As my first year being a CBL Intern comes (shockingly fast) to a close, and as we prepare to welcome the new interns for next year, I have increasingly been reflecting on my new CBL experiences. Choosing a Montserrat that engaged with Community-Based Learning last year introduced me to the Worcester community that I had just joined while also adding a deeper level of learning to my course material. Talking and playing games with the residents of St. Mary Health Care Center during my first-year brought me many new relationships. The women loved to share pieces of their lives with me, offering advice in any area. But, the experience also made obvious the social justice issues that exist for elderly people. For many who are suffering from dementia, they transition from being respected as ‘wise’ for being older to being ignored. Without my experience at CBL, I would not have heard or seen first-hand the challenges faced by older Americans. 

Inspired by this connection and the passion I felt to engage with my new community in Worcester, I became a CBL Intern. This year, I have been fortunate enough to engage with some of the best people I have met at the Saint Frances Xavier Center at St. John’s Parish, which offers food to people from the Worcester area. Like another CBL Intern, Courtney, I spend one morning a week learning from the people who visit and those who volunteer. As we prepare food, we chat with each other and the people that come in about life and faith because many of the volunteers are members of the parish or are connected through their Catholic faith. St. John’s has taught me a lot about service, how I want my own service to look, and how to approach my life from a lens of being a person for and with others. Particularly, one of the regular volunteers, Pat, reminds me of the importance of being patient, understanding, and seeing the world in a more positive light. These values are also reinforced by the CBL program. 

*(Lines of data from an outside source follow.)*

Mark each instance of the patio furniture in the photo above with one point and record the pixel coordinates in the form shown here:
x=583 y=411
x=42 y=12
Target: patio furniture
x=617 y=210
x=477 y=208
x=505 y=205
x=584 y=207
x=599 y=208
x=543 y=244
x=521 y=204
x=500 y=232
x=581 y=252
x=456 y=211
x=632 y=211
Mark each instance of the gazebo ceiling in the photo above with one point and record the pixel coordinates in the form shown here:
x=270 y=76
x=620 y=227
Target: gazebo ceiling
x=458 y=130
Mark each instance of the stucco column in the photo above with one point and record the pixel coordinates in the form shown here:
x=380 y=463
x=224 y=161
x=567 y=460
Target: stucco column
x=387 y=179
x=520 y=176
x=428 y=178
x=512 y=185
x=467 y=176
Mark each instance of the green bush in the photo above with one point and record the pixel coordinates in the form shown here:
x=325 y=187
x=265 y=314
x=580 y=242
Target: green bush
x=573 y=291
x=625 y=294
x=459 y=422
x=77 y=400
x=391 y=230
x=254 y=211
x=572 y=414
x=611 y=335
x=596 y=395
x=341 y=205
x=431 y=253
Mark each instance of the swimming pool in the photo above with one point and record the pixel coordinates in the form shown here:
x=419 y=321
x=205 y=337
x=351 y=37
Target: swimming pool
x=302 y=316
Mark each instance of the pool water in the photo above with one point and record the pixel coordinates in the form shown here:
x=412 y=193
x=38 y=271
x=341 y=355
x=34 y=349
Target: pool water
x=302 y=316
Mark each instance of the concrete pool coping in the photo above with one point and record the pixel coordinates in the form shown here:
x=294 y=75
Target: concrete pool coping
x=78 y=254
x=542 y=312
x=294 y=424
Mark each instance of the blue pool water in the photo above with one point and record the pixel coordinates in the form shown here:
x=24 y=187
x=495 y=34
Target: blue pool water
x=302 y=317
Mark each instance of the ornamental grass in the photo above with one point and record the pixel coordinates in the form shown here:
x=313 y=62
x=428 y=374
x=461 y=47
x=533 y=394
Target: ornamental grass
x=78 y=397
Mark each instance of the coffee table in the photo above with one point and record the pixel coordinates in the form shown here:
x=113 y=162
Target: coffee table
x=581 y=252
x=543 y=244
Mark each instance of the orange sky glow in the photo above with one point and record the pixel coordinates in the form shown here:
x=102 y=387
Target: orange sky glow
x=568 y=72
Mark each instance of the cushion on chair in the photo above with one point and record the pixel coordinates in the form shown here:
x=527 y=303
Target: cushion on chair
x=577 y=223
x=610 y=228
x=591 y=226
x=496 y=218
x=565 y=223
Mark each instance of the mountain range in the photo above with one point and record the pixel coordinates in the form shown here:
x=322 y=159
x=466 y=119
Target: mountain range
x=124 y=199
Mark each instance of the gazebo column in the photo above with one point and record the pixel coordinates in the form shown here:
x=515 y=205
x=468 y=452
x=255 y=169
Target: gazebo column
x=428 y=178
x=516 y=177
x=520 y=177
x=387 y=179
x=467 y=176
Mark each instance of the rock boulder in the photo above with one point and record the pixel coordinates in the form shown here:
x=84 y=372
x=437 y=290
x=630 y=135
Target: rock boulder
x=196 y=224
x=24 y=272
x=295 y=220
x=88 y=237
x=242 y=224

One of the most meaningful CBL experiences I have had outside of St. John’s this year has been facilitating discussions in Montserrats about the TedTalk “The Danger of a Single Story” by Chimamanda Ngozi Adichie. We have reflected on not only the importance of attempting to expand upon the stories we have about each group of people, but also to amplify the first-person accounts we hear to help share multiple stories with others, too. One first-year from a Montserrat course told our group that he appreciated CBL so much because of the ability to hear about their classmates’ experiences. Although I might interact with people facing homelessness and poverty, other CBL students talk to students who are at risk of dropping out of high school or people earning their GEDs. It is easy to have a single story about a group of people without ever interacting with them, and when your classmates share the stories they are hearing, it helps you fight these single perspectives about groups of people you do not get to directly hear from. As I work to share the stories of the people at St. John’s to share the many faces of homelessness and the humanity of the issues, others tell me about the students they work with who are not actively at risk of dropping out of school, but trying harder than most to make sure that never happens. The implications of amplifying and understanding the multiple perspectives become especially significant when they translate into policy decisions. If we are able to share the stories that we hear, we can all have more humanity and willingness to help.